Broad Institute targets blood-draw diagnostics
With pledges of $25 million, the nonprofit Broad Institute of MIT and Harvard plans to announce Tuesday that it’s creating a new center to develop a diagnostic test to pinpoint how well cancer patients respond to treatment through a simple blood draw.
Louis V. Gerstner Jr., the former CEO of IBM who chairs the institute’s board of directors, has committed $15 million to the Gerstner Center for Cancer Diagnostics at the Broad. The center will receive an additional $10 million from the Eli and Edythe Broad Foundation.
The center is pursuing a goal that some other biotech companies in the United States are also chasing: developing a sensitive blood-based biopsy to speed cancer detection.
Although many aspects of cancer treatment have improved dramatically in recent years, diagnostic tests have lagged, according to Broad officials. Today, doctors still rely on a biopsy of a tumor obtained through surgery or have the patient undergo a CT or MRI scan. Surgical biopsies are invasive, of course, and the other tests provide no molecular insights.
The Gerstner Center will focus on developing a blood biopsy that would monitor a patient’s response to chemotherapy, radiation, or immunotherapy with molecular precision. Broad scientists hope the test would identify small numbers of cancer cells that remain in patients who have been treated and may cause a relapse years or even decades later.
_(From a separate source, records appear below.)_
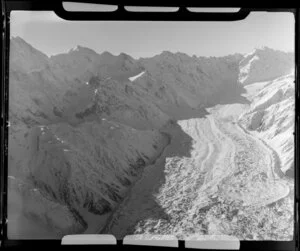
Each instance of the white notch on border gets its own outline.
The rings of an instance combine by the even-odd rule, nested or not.
[[[241,8],[198,8],[198,7],[187,7],[190,12],[199,13],[237,13]]]
[[[178,239],[173,235],[135,234],[126,235],[123,245],[178,247]]]
[[[130,12],[176,12],[179,7],[156,7],[156,6],[124,6]]]
[[[240,240],[229,235],[203,235],[185,239],[186,248],[239,250]]]
[[[74,234],[66,235],[61,245],[116,245],[117,240],[110,234]]]
[[[118,9],[118,5],[63,2],[63,8],[70,12],[113,12]]]

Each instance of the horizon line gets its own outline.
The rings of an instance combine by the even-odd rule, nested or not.
[[[132,55],[126,53],[126,52],[120,52],[119,54],[114,54],[110,51],[107,51],[107,50],[104,50],[102,52],[98,52],[96,51],[95,49],[93,48],[90,48],[90,47],[86,47],[86,46],[82,46],[80,44],[76,45],[75,47],[72,47],[70,48],[69,50],[65,51],[65,52],[60,52],[60,53],[57,53],[57,54],[52,54],[52,55],[49,55],[49,54],[46,54],[45,52],[43,52],[42,50],[40,49],[37,49],[36,47],[34,47],[31,43],[29,43],[28,41],[26,41],[24,38],[22,38],[21,36],[17,35],[17,36],[13,36],[13,35],[10,35],[10,40],[11,39],[16,39],[16,38],[20,38],[21,40],[23,40],[26,44],[30,45],[32,48],[34,48],[35,50],[43,53],[45,56],[47,56],[48,59],[50,59],[51,57],[55,57],[55,56],[59,56],[59,55],[63,55],[63,54],[69,54],[71,51],[75,51],[77,48],[81,47],[81,48],[84,48],[84,49],[88,49],[88,50],[91,50],[93,52],[95,52],[97,55],[102,55],[104,53],[109,53],[110,55],[114,56],[114,57],[118,57],[122,54],[125,54],[127,56],[130,56],[131,58],[133,58],[134,60],[140,60],[140,59],[148,59],[148,58],[153,58],[153,57],[156,57],[156,56],[160,56],[162,55],[163,53],[171,53],[173,55],[175,54],[185,54],[186,56],[188,57],[196,57],[196,58],[225,58],[225,57],[230,57],[230,56],[235,56],[235,55],[241,55],[241,56],[246,56],[246,55],[251,55],[254,51],[256,50],[261,50],[261,49],[270,49],[270,50],[273,50],[273,51],[279,51],[279,52],[283,52],[283,53],[292,53],[294,54],[295,53],[295,50],[294,51],[284,51],[284,50],[279,50],[279,49],[274,49],[274,48],[271,48],[269,46],[257,46],[257,47],[254,47],[254,49],[248,53],[241,53],[241,52],[235,52],[235,53],[232,53],[232,54],[226,54],[224,56],[199,56],[199,55],[196,55],[196,54],[193,54],[193,55],[190,55],[186,52],[182,52],[182,51],[176,51],[176,52],[172,52],[172,51],[168,51],[168,50],[162,50],[160,53],[158,54],[154,54],[152,56],[146,56],[146,57],[139,57],[139,58],[136,58],[136,57],[133,57]]]

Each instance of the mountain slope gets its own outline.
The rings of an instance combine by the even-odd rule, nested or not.
[[[293,177],[294,170],[294,74],[247,86],[250,109],[241,116],[279,154],[282,171]]]
[[[21,57],[18,53],[24,55],[23,61],[14,60]],[[79,52],[70,52],[71,58],[74,53]],[[125,68],[111,76],[113,79],[103,81],[94,73],[86,74],[88,70],[78,73],[78,69],[85,64],[80,60],[93,55],[90,50],[82,48],[80,53],[75,57],[75,61],[79,60],[75,70],[70,63],[73,61],[67,60],[66,65],[70,63],[71,70],[59,71],[63,60],[57,66],[54,60],[48,59],[24,40],[12,39],[9,174],[19,185],[23,181],[28,185],[23,186],[22,192],[17,189],[19,185],[13,186],[10,194],[16,194],[22,200],[26,199],[40,207],[46,203],[45,200],[29,192],[30,189],[37,189],[56,203],[66,218],[81,217],[81,221],[72,220],[65,226],[58,225],[55,214],[43,216],[42,211],[33,210],[29,204],[24,205],[19,213],[30,212],[26,214],[31,215],[29,218],[37,218],[44,224],[47,219],[52,231],[58,235],[82,232],[87,227],[85,210],[95,216],[109,212],[143,167],[168,143],[168,137],[157,130],[139,131],[126,126],[131,124],[147,129],[149,125],[158,127],[168,121],[168,116],[151,103],[147,104],[141,98],[134,101],[133,92],[128,87],[129,80],[123,85],[122,79],[135,74],[126,68],[130,58],[120,55],[114,62],[108,62],[108,67],[104,66],[105,71],[108,69],[106,74],[115,72],[116,67]],[[24,64],[32,59],[31,54],[35,55],[33,60],[36,63],[32,63],[31,67],[34,71],[31,68],[28,70]],[[99,55],[94,56],[98,58]],[[46,66],[36,69],[40,62]],[[91,77],[87,79],[87,76]],[[82,80],[87,80],[89,84]],[[100,82],[106,91],[96,93],[101,88]],[[132,120],[134,117],[136,121]],[[58,140],[60,137],[68,142],[67,146]],[[80,145],[76,140],[80,141]],[[87,149],[96,151],[93,157]],[[82,176],[82,173],[88,176]],[[103,177],[112,178],[105,181]],[[87,181],[90,181],[90,185]],[[9,216],[13,221],[11,217],[14,214]]]
[[[291,70],[290,54],[264,48],[246,56],[163,52],[135,60],[78,46],[48,58],[17,37],[10,55],[9,194],[30,201],[18,214],[50,225],[55,236],[105,225],[172,141],[163,128],[204,117],[211,106],[251,102],[242,123],[276,149],[284,172],[292,167],[293,77],[242,95],[243,85]]]
[[[172,105],[199,108],[232,102],[244,91],[237,81],[240,59],[240,55],[197,58],[163,52],[140,59],[147,71],[135,82]]]
[[[239,81],[243,85],[272,80],[289,74],[294,68],[293,53],[263,47],[246,54],[240,62]]]

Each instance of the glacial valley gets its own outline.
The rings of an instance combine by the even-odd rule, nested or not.
[[[266,47],[48,57],[11,38],[9,238],[291,240],[294,78]]]

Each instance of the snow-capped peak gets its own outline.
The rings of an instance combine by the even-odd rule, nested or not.
[[[87,54],[97,54],[97,52],[95,52],[94,50],[81,46],[81,45],[77,45],[75,47],[73,47],[72,49],[70,49],[68,51],[68,53],[74,53],[74,52],[82,52],[82,53],[87,53]]]
[[[81,48],[80,45],[76,45],[75,47],[71,48],[68,53],[71,53],[71,52],[74,52],[74,51],[79,51],[80,48]]]
[[[255,53],[255,49],[252,50],[251,52],[245,53],[245,54],[243,55],[243,58],[245,59],[245,58],[247,58],[247,57],[250,57],[250,56],[252,56],[254,53]]]
[[[263,46],[245,54],[240,61],[239,82],[243,85],[272,80],[294,68],[293,54]]]

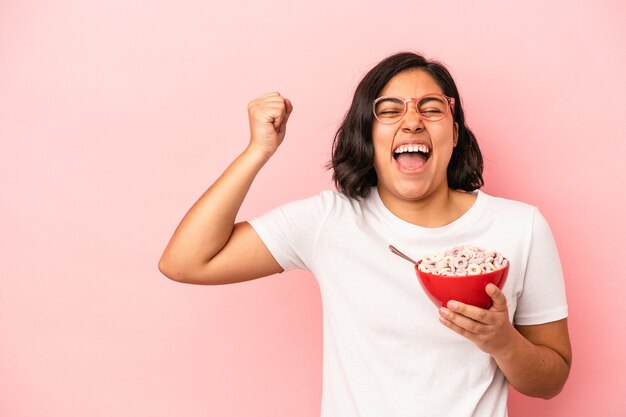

“Not long ago, I thought that blood biopsy was more science fiction than reality,” said Dr. Todd Golub, a cancer specialist who works as Broad’s chief scientific officer and will head the Gerstner Center. “In fact, Broad scientists have demonstrated that it’s possible to look at an entire cancer genome from a blood biopsy. That is spectacular.”
The new center will work with technology experts, cancer biologists, computational scientists, and clinicians.